简体   繁体   English

使用BufferedReader(Java)翻译字符串中的单词

[英]Translate words in a string using BufferedReader (Java)

I've been working on this for a few days now and I just can't make any headway. 我已经在这方面工作了几天,我无法取得任何进展。 I've tried using Scanner and BufferedReader and had no luck. 我尝试过使用Scanner和BufferedReader,但没有运气。

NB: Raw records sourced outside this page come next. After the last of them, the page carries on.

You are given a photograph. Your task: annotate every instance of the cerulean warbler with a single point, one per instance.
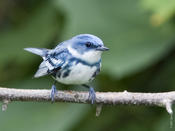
(75, 61)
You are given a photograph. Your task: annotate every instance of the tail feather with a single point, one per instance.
(38, 51)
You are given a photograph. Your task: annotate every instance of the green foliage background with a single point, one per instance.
(140, 35)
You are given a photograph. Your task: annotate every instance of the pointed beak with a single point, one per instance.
(102, 48)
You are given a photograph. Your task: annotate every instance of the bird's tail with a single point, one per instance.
(38, 51)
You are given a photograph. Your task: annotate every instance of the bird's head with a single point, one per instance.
(87, 47)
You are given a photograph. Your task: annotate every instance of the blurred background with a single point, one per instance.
(141, 38)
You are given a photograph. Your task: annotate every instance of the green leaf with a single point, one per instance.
(36, 31)
(124, 27)
(162, 10)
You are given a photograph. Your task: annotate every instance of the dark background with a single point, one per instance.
(141, 38)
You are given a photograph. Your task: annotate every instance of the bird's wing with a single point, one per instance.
(53, 62)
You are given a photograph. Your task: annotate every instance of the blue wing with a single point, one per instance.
(53, 62)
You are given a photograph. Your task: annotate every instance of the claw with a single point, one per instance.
(53, 92)
(92, 95)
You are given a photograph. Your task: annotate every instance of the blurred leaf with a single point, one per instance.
(35, 31)
(124, 27)
(162, 10)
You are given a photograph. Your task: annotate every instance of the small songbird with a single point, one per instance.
(75, 62)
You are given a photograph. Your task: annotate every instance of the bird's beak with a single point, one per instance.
(102, 48)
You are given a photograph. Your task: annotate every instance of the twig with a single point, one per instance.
(165, 99)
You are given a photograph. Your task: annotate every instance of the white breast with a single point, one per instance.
(90, 56)
(80, 74)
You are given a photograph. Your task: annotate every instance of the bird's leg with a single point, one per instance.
(92, 95)
(53, 92)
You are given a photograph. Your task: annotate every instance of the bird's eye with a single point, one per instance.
(88, 44)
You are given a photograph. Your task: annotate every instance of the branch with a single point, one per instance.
(165, 99)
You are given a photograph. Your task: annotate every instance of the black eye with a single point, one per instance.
(88, 44)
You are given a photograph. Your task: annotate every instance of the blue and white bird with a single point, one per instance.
(75, 61)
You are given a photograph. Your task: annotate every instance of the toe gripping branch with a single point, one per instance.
(53, 92)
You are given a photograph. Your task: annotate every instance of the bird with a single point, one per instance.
(76, 61)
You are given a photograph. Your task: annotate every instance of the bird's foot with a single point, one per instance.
(92, 95)
(53, 93)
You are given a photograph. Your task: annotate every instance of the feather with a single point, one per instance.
(42, 71)
(38, 51)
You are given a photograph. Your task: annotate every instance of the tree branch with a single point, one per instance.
(165, 99)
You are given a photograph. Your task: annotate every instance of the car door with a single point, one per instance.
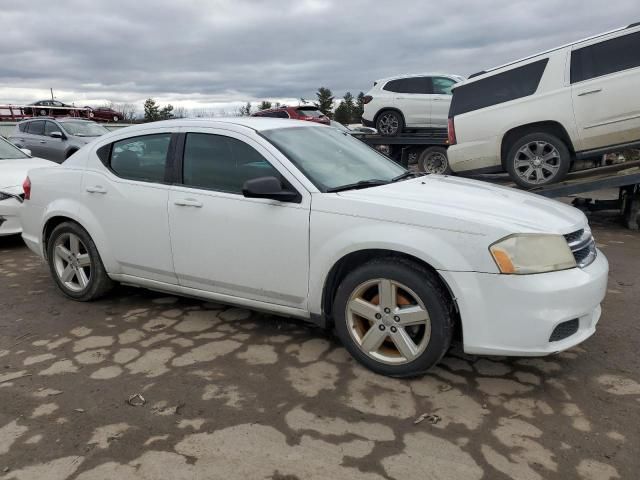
(126, 191)
(605, 76)
(440, 101)
(412, 97)
(225, 243)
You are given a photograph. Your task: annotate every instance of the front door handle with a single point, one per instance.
(188, 202)
(589, 92)
(96, 189)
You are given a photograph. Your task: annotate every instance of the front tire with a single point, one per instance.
(538, 159)
(389, 123)
(394, 317)
(434, 160)
(75, 263)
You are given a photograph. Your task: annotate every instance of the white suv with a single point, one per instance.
(409, 101)
(534, 117)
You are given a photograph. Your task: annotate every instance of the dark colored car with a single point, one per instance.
(104, 114)
(51, 108)
(309, 113)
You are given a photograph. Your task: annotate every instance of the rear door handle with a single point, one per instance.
(188, 202)
(589, 92)
(96, 189)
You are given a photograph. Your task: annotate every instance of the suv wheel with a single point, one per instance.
(393, 317)
(538, 159)
(389, 123)
(75, 263)
(434, 160)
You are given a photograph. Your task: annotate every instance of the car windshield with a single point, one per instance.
(10, 152)
(84, 129)
(331, 159)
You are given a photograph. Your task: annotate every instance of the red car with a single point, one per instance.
(309, 113)
(103, 114)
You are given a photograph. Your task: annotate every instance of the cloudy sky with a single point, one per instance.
(214, 54)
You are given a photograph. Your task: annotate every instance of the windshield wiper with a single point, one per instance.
(358, 185)
(404, 175)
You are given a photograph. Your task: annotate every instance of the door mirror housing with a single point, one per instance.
(271, 188)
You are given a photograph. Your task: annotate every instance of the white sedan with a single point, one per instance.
(302, 220)
(14, 165)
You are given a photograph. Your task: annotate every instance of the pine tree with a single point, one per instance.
(325, 101)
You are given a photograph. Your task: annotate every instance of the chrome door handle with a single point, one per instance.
(188, 202)
(589, 92)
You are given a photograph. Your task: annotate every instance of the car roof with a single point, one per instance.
(473, 76)
(429, 74)
(254, 123)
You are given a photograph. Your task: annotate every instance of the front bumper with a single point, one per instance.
(517, 314)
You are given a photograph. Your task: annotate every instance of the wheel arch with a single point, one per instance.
(354, 259)
(548, 126)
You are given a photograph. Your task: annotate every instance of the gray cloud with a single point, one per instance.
(214, 52)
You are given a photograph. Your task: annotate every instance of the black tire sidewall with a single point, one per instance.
(400, 123)
(426, 286)
(99, 282)
(565, 158)
(429, 151)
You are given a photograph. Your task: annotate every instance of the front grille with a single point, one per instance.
(564, 330)
(583, 247)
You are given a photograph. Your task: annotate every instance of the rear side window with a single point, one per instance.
(141, 158)
(216, 162)
(503, 87)
(36, 128)
(604, 58)
(408, 85)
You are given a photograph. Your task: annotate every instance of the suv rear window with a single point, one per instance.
(604, 58)
(503, 87)
(409, 85)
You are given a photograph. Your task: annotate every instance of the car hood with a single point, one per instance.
(468, 206)
(13, 172)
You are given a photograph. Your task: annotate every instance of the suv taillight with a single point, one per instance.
(451, 132)
(26, 186)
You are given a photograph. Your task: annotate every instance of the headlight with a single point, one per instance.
(532, 253)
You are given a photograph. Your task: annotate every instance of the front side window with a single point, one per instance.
(442, 85)
(330, 158)
(216, 162)
(408, 85)
(605, 58)
(36, 128)
(141, 158)
(499, 88)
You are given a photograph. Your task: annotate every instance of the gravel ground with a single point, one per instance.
(236, 394)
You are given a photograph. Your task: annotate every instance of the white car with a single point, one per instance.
(409, 102)
(14, 165)
(302, 220)
(535, 116)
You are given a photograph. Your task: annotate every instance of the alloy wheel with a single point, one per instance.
(72, 262)
(537, 162)
(388, 321)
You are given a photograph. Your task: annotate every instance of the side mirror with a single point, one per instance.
(269, 187)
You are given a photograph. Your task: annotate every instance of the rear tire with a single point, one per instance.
(434, 160)
(75, 263)
(389, 123)
(538, 159)
(394, 317)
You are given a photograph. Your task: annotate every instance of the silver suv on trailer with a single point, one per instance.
(55, 139)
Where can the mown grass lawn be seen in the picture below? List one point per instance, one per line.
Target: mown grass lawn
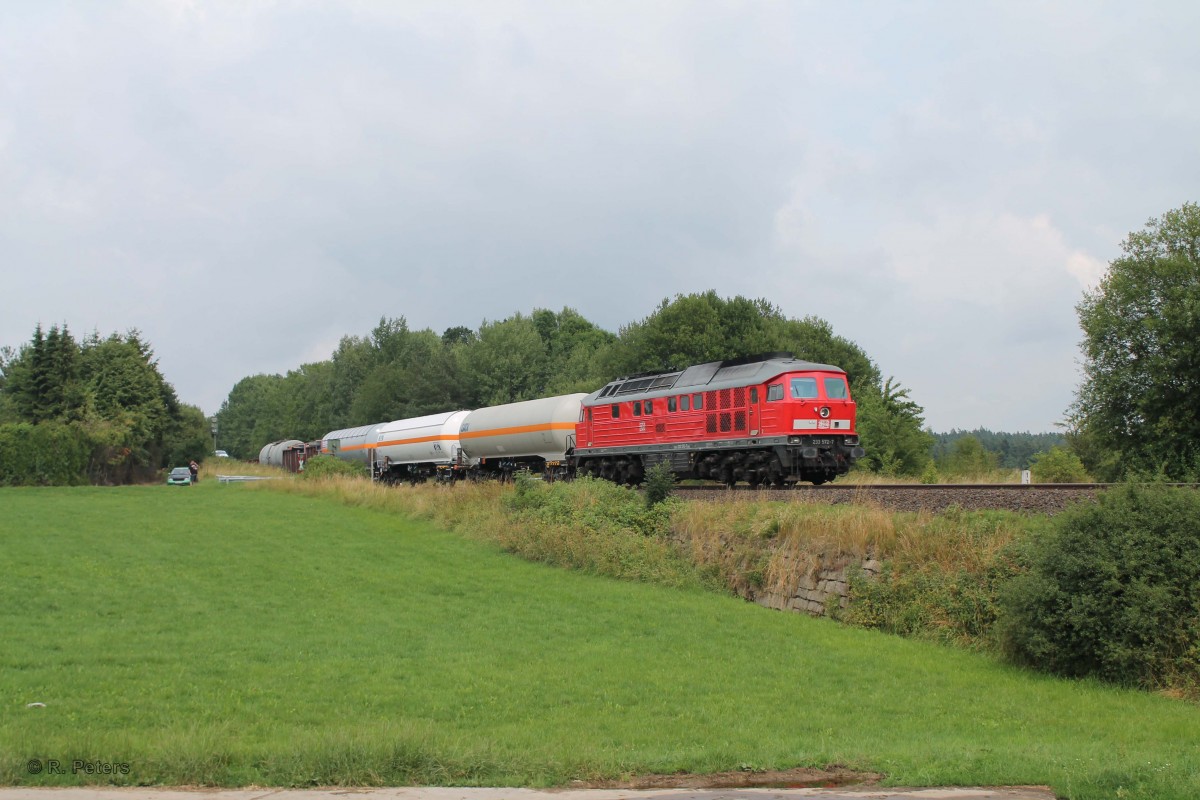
(225, 636)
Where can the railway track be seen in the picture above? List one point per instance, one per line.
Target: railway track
(1038, 498)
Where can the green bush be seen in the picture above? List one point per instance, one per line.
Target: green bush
(328, 465)
(1059, 465)
(1114, 591)
(51, 453)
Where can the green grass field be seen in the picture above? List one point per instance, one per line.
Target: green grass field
(226, 636)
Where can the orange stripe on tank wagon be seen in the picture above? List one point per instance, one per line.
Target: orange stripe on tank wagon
(520, 428)
(415, 440)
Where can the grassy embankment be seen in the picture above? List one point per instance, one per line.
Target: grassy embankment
(231, 636)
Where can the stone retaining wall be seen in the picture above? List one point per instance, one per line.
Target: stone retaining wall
(820, 590)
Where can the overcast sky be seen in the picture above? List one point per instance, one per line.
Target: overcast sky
(245, 182)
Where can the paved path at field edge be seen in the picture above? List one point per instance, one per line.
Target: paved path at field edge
(444, 793)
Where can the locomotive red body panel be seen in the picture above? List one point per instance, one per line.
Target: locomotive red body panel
(765, 420)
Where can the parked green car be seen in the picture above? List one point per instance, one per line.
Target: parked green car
(180, 476)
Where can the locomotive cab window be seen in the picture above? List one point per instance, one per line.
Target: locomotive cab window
(804, 388)
(835, 389)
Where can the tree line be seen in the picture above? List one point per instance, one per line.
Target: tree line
(395, 372)
(95, 410)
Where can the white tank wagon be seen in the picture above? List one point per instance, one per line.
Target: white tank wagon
(352, 444)
(273, 453)
(533, 434)
(420, 447)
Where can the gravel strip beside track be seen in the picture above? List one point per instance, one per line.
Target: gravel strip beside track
(1038, 499)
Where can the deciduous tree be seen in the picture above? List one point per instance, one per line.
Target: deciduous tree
(1137, 405)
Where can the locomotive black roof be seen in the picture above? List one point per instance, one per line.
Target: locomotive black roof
(706, 377)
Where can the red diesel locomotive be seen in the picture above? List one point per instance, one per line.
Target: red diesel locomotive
(768, 419)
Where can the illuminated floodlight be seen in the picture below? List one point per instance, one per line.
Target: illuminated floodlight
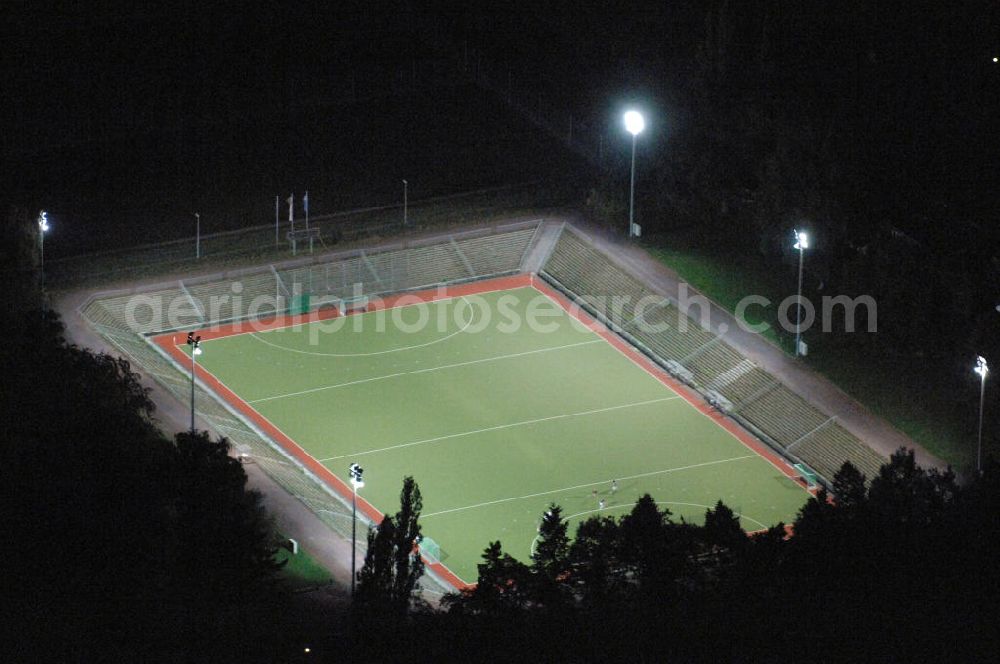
(801, 240)
(356, 473)
(634, 123)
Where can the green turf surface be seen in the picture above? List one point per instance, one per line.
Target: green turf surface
(494, 420)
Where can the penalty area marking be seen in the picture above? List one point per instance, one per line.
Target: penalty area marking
(472, 317)
(588, 485)
(419, 371)
(498, 428)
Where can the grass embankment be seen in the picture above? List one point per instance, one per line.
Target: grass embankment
(302, 571)
(906, 394)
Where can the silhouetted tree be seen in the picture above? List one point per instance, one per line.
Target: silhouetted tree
(550, 563)
(392, 567)
(722, 528)
(503, 585)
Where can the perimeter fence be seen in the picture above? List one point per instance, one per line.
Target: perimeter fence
(797, 430)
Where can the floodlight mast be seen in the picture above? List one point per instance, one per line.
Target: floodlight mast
(195, 343)
(634, 124)
(801, 243)
(356, 472)
(406, 186)
(43, 225)
(982, 369)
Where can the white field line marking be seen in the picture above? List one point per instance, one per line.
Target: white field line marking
(327, 387)
(256, 335)
(501, 426)
(588, 485)
(406, 373)
(504, 357)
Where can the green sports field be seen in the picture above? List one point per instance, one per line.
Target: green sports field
(497, 403)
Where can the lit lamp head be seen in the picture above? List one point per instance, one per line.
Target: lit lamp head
(801, 240)
(634, 123)
(195, 342)
(356, 473)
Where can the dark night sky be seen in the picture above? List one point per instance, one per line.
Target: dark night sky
(93, 95)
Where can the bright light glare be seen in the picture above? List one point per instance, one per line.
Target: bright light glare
(802, 240)
(634, 122)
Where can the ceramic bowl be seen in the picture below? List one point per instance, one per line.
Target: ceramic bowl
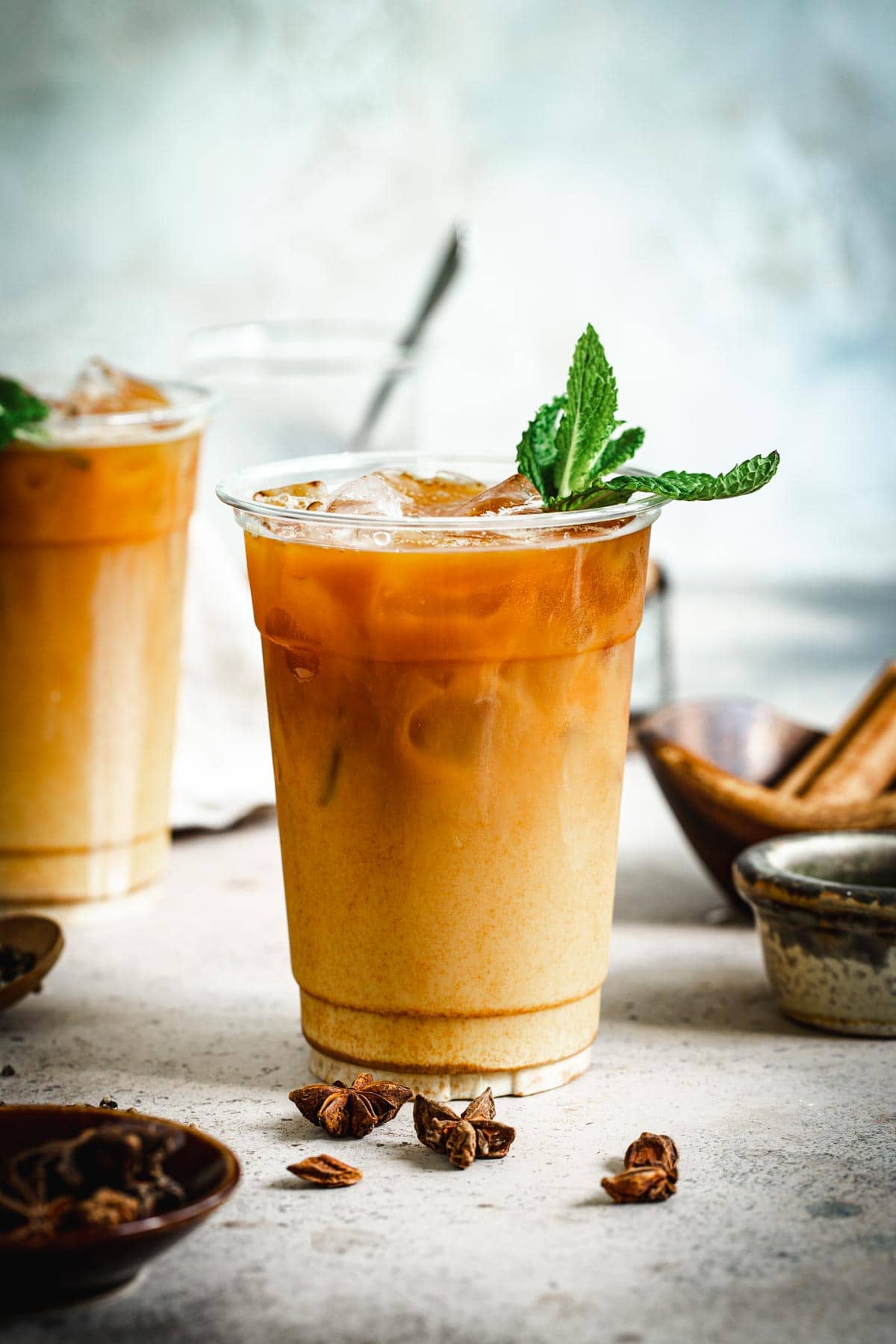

Basically, I have a working method (shortenWord) that takes a String and shortens it according to a text file formatted like this: 基本上,我有一个工作方法(shortenWord),它接受一个String并根据格式如下的文本文件缩短它:

hello,lo
any,ne
anyone,ne1
thanks,thx

It also accounts for punctuation so 'hello?' 这也是标点符号所以'你好?' becomes 'lo?' 成为'lo?' etc. 等等

I need to be able to read in a String and translate each word individually, so "hello? any anyone thanks!" 我需要能够读取字符串并单独翻译每个单词,所以“你好?任何人都感谢!” will become "lo? ne ne1 thx!", basically using the method I already have on each word in the String. 将变成“lo ne ne1 thx!”,基本上使用我已经对String中每个单词的方法。 The code I have will translate the first word but then does nothing to the rest. 我所拥有的代码将翻译第一个单词,但其余部分则不做任何操作。 I think it's something to do with how my BufferedReader is working. 我认为这与我的BufferedReader如何工作有关。

import java.io.*;

public class Shortener {
    private FileReader in ;
    /*
     * Default constructor that will load a default abbreviations text file.
     */
    public Shortener() {
        try {
            in = new FileReader( "abbreviations.txt" );
        }       

        catch ( Exception e ) {
            System.out.println( e );
        }
    }

    public String shortenWord( String inWord ) {
        String punc = new String(",?.!;") ;
        char finalchar = inWord.charAt(inWord.length()-1) ;
        String outWord = new String() ;
        BufferedReader abrv = new BufferedReader(in) ;

            // ends in punctuation
            if (punc.indexOf(finalchar) != -1 ) {
                String sub = inWord.substring(0, inWord.length()-1) ;
                outWord = sub + finalchar ;


            try {
                String line;
                while ( (line = abrv.readLine()) != null ) {
                    String[] lineArray = line.split(",") ;
                        if ( line.contains(sub) ) {
                            outWord = lineArray[1] + finalchar ;
                            }
                        }
                    }

            catch (IOException e) {
                System.out.println(e) ;
                }
            }

            // no punctuation
            else {
                outWord = inWord ;

                try {
                String line;

                    while( (line = abrv.readLine()) != null) {
                        String[] lineArray = line.split(",") ;
                            if ( line.contains(inWord) ) {
                                outWord = lineArray[1] ;
                            }
                        }
                    }

                catch (IOException ioe) {
                   System.out.println(ioe) ; 
                }
            }

        return outWord;
    }

    public void shortenMessage( String inMessage ) {
         String[] messageArray = inMessage.split("\\s+") ;
         for (String word : messageArray) {
            System.out.println(shortenWord(word));
        }
    }
}

Any help, or even a nudge in the right direction would be so much appreciated. 任何帮助,甚至是正确方向的推动都会受到如此多的赞赏。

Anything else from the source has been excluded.